Tout a commencé avec l'observation d'une émission transitoire en ondes radio qui a été trouvée par Dillon Dong (Caltech) et ses collaborateurs dans un relevé du VLA datant de 2017, alors que cette source radio n'existe pas dans les relevés antérieurs entre 2003 et 2015. Cette source est nommée VT J1210+4956 et se trouve dans une galaxie naine d'un peu moins de 10 milliards de masses solaires qui se situe à 475 millions d'années-lumière. L'analyse de cette émission radio soudain visible montre, via ses raies spectroscopiques particulièrement élargies, des caractéristiques de mouvement d'expansion, qui sont cohérentes avec l'interaction d'un éjecta d'étoile avec une dense coquille de gaz l'entourant. Les chercheurs montrent que cette grosse coquille de matière a dû être éjectée il y a plusieurs siècles.
Dong et ses collaborateurs ont alors recherché dans de nombreuses archives de relevés à différentes longueurs d'ondes (en visible, en rayons X et en rayons gamma) si il n'y aurait pas eu un autre phénomène transitoire au même endroit que VT J1210+4956. Et bingo!
Ils ont trouvé qu'il y avait eu un sursaut de rayons X de type GRB exactement à cette position le 14 août 2014, détecté par le MAXI (Monitor of All Sky X-ray Image), qui est un petit détecteur de sursauts X et gamma implanté sur l'ISS. GRB140814A a été détecté à la fois entre 2 et 4 keV et entre 4 keV et 10 keV dans une fenêtre de 15 secondes.
Pour Dong et ses collègues, l'apparition d'un bref sursaut de rayons X en 2014 permet de faire le lien avec le signal radio transitoire détecté 3 ans plus tard. L'éjecta en expansion qui vient de rencontrer la grosse coquille de gaz à l'origine du transitoire radio et le flash de rayons X auraient la même origine : une supernova datant de 2014. Mais la durée et l'énergie de l'explosion ne correspondent pas tout à fait à ce que l'on observe habituellement dans les supernovas de type II. Et comment expliquer la grosse coquille de gaz qui entourait cette supernova et qui aurait été expulsée quelques centaines d'années avant l'explosion ? Les étoiles massives en fin de vie éjectent une partie de leur enveloppe à la fin de leur vie mais la quantité de matière de cette coquille est bien trop importante pour être expliquée par ce processus.

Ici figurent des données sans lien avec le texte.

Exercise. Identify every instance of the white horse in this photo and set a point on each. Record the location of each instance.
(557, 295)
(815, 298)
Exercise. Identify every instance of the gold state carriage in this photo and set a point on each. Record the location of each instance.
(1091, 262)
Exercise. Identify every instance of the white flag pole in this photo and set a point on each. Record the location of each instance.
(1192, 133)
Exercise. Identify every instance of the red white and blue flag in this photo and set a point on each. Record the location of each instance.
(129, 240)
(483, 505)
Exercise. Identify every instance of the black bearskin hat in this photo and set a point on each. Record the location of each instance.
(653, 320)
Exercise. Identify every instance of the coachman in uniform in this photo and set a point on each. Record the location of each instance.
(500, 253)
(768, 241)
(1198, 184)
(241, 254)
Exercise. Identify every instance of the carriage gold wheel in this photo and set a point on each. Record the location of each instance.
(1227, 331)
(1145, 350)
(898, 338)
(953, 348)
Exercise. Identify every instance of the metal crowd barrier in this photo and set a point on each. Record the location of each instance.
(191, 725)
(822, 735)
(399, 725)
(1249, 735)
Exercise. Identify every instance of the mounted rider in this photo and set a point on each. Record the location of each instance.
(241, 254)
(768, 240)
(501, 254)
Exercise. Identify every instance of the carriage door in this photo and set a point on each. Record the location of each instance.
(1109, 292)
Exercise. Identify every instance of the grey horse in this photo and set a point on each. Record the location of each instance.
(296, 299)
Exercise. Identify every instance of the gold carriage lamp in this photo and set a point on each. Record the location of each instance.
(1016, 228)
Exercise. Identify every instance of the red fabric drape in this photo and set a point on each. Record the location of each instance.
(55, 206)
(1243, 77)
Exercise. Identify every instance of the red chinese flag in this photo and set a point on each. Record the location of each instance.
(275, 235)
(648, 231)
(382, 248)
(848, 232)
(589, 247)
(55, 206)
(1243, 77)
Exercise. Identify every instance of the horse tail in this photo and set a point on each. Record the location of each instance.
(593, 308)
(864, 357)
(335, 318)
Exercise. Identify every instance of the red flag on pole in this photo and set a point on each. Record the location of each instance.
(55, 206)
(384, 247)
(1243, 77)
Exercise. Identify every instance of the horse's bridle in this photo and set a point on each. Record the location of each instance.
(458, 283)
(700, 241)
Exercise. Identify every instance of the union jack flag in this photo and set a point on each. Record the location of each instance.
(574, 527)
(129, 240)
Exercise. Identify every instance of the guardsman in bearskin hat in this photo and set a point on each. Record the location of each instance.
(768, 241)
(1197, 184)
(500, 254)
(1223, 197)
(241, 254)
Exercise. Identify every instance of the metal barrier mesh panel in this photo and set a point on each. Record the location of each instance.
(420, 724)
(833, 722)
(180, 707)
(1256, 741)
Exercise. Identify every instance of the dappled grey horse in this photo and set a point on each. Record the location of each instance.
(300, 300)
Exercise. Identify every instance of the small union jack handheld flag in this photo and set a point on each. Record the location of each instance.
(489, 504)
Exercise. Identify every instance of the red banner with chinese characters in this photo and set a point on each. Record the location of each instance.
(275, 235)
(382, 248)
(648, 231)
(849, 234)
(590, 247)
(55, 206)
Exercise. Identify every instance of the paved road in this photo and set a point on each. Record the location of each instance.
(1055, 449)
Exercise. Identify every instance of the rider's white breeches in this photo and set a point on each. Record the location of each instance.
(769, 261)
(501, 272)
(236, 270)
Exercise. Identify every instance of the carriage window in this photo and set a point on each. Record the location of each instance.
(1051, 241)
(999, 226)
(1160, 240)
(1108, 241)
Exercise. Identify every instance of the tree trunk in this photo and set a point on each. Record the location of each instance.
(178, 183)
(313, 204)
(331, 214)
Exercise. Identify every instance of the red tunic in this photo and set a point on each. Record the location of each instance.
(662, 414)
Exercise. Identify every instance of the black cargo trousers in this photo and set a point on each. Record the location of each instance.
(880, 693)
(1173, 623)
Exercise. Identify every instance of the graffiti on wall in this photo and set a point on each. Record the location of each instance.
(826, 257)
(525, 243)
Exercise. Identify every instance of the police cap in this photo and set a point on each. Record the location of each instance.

Dong et ses collaborateurs proposent donc une autre solution, seule à même de concilier l'apparition d'une supernova récente et l'éjection de grande quantités de gaz avec les propriétés observées :
Comme très souvent, deux étoiles massives vivaient en couple au départ, mais l'une des deux, un peu plus massive que l'autre, a évolué plus vite et a explosé en supernova, laissant derrière elle un objet compact : une étoile à neutrons ou un trou noir. Et cet objet compact est resté lié gravitationnellement à l'autre étoile massive qui a poursuivi son évolution. Mais au cours du temps, l'étoile compagne à gonflé son enveloppe et l'étoile à neutrons, elle, s'est rapproché, jusqu'à atteindre l'enveloppe de la compagne. L'étoile à neutrons s'est donc finalement retrouvée englobée dans l'enveloppe de l'étoile massive. Mais une telle situation est très instable. Du fait de phénomènes de frictions intenses, l'étoile à neutrons se met à spiraler vers le coeur de l'étoile massive et se faisant, elle accrète du gaz et produit des jets de particules et de rayonnement. Ces mouvements induisent une expulsion rapide de l'enveloppe stellaire.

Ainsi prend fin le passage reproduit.